October 24, 2008
By Elaine Wong
Today festival Éminence Grise Glenn Lewis performed the first portion of A Sweeping Statement down the streets of Toronto. Clad in a green jumpsuit with ‘HOPE Engineering’ cheerfully printed on the back, and armed with a dustbin, broom and his bright orange cap, Lewis walked amicably down the sidewalk, his garbage can bumping and rattling behind him. Pausing often to sweep up or grab trash castaways that caught his eye, he walked along Dundas and Queen Streets, weaving between pedestrians, cyclists and baby prams; reaching through fences; reflecting in storefronts and even momentarily passing under the gaze of stone angels outside a Catholic Church.

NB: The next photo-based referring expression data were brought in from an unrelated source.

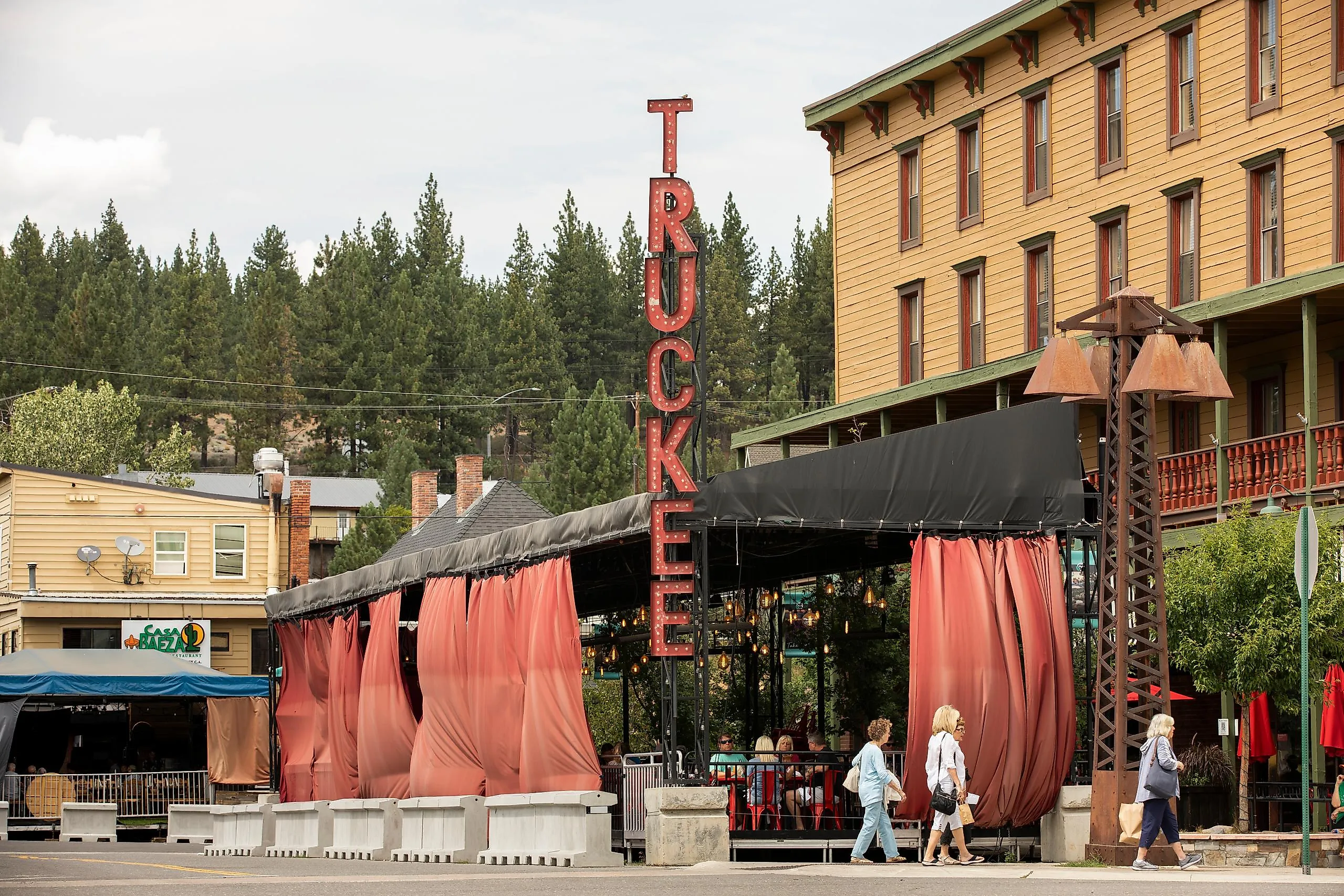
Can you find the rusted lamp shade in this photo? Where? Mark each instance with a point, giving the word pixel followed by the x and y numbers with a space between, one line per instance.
pixel 1159 367
pixel 1210 383
pixel 1098 362
pixel 1062 371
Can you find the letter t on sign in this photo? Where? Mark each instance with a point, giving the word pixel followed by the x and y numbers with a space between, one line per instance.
pixel 670 108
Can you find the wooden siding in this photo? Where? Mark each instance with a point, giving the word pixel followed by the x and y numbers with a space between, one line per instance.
pixel 869 264
pixel 46 527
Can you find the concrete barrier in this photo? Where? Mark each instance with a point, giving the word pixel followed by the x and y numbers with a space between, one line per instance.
pixel 190 824
pixel 246 829
pixel 89 822
pixel 561 828
pixel 364 829
pixel 303 829
pixel 686 825
pixel 1065 829
pixel 441 829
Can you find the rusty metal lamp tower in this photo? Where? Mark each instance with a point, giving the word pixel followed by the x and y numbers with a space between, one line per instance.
pixel 1143 359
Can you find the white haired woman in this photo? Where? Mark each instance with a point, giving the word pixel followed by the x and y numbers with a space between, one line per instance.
pixel 945 769
pixel 1158 810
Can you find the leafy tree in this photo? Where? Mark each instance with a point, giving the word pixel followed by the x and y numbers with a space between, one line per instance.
pixel 376 530
pixel 75 430
pixel 1233 614
pixel 592 452
pixel 400 461
pixel 784 386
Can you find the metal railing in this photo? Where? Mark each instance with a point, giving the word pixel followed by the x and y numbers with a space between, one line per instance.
pixel 139 794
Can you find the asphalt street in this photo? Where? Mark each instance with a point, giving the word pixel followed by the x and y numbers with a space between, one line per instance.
pixel 116 870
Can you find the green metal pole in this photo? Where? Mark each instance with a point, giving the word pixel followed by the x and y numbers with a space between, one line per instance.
pixel 1306 710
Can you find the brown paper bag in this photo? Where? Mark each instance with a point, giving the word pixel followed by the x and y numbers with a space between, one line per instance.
pixel 1131 822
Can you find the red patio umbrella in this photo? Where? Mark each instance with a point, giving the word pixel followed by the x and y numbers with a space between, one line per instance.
pixel 1332 712
pixel 1263 736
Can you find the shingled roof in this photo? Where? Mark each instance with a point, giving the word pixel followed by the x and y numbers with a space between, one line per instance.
pixel 502 507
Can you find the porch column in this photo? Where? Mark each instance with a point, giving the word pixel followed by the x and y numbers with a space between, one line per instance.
pixel 1309 369
pixel 1222 410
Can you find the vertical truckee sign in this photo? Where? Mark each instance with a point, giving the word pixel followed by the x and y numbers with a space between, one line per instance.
pixel 672 254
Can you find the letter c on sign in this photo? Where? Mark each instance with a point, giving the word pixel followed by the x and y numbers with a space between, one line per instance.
pixel 686 394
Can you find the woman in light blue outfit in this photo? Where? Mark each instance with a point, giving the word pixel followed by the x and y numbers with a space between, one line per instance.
pixel 874 779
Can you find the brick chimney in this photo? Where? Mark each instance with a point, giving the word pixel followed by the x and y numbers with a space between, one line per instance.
pixel 300 522
pixel 424 495
pixel 470 472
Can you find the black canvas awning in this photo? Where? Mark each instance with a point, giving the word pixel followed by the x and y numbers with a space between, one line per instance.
pixel 1011 471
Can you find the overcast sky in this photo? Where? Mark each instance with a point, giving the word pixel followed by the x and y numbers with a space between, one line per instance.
pixel 230 117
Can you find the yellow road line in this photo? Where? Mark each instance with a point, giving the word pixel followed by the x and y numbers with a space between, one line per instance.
pixel 109 861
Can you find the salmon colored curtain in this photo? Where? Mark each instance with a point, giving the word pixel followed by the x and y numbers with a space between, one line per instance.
pixel 495 683
pixel 968 601
pixel 318 639
pixel 346 660
pixel 1263 734
pixel 295 716
pixel 557 747
pixel 386 721
pixel 444 760
pixel 238 741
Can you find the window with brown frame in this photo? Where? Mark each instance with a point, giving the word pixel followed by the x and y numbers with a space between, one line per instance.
pixel 912 335
pixel 1182 88
pixel 1112 273
pixel 972 316
pixel 1039 296
pixel 1037 147
pixel 1183 418
pixel 968 175
pixel 1266 406
pixel 910 229
pixel 1183 246
pixel 1265 225
pixel 1111 116
pixel 1263 57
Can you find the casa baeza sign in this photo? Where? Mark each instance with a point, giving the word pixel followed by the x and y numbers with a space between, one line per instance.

A bit surprising was the lack of garbage on the street—in fact, there were two others cleaning up the streets (a city worker and a community environmentalist) that we encountered on a walk that lasted less than two hours. I guess this is how Toronto is managing to keep clean!
Lewis hearkens this work to a previous action of his on the streets of Vancouver in 1969, marking out city blocks with blue surveyor’s tape. This appeal of negotiating urban spaces also exists in A Sweeping Statement. He admits that observing others on the street acts as a secret pleasure, finding it enjoyable when others are able to find ways around obstacles, around the powers that be, by “creating little areas of freedom within everyday life; little free gestures.”
Today’s documentation will be paired with its twin, to be gathered on Monday, and the two will be projected side-by-side as part of Lewis’s final presentation: an Abyssinian sanctuary inspired by “Scoop,” a short story by Evelyn Waugh. To be constructed at the Toronto Free Gallery, Lewis’s structure will be a lifelike model that reflects the sanctuary’s fascinating geometric architecture, and incorporating the trash that he has reappropriated/salvaged.
As a note, Lewis’s second walk will be held at 12 pm Monday October 27, moved due to unfavourable weather conditions. It will begin at Queen East and Dalhousie.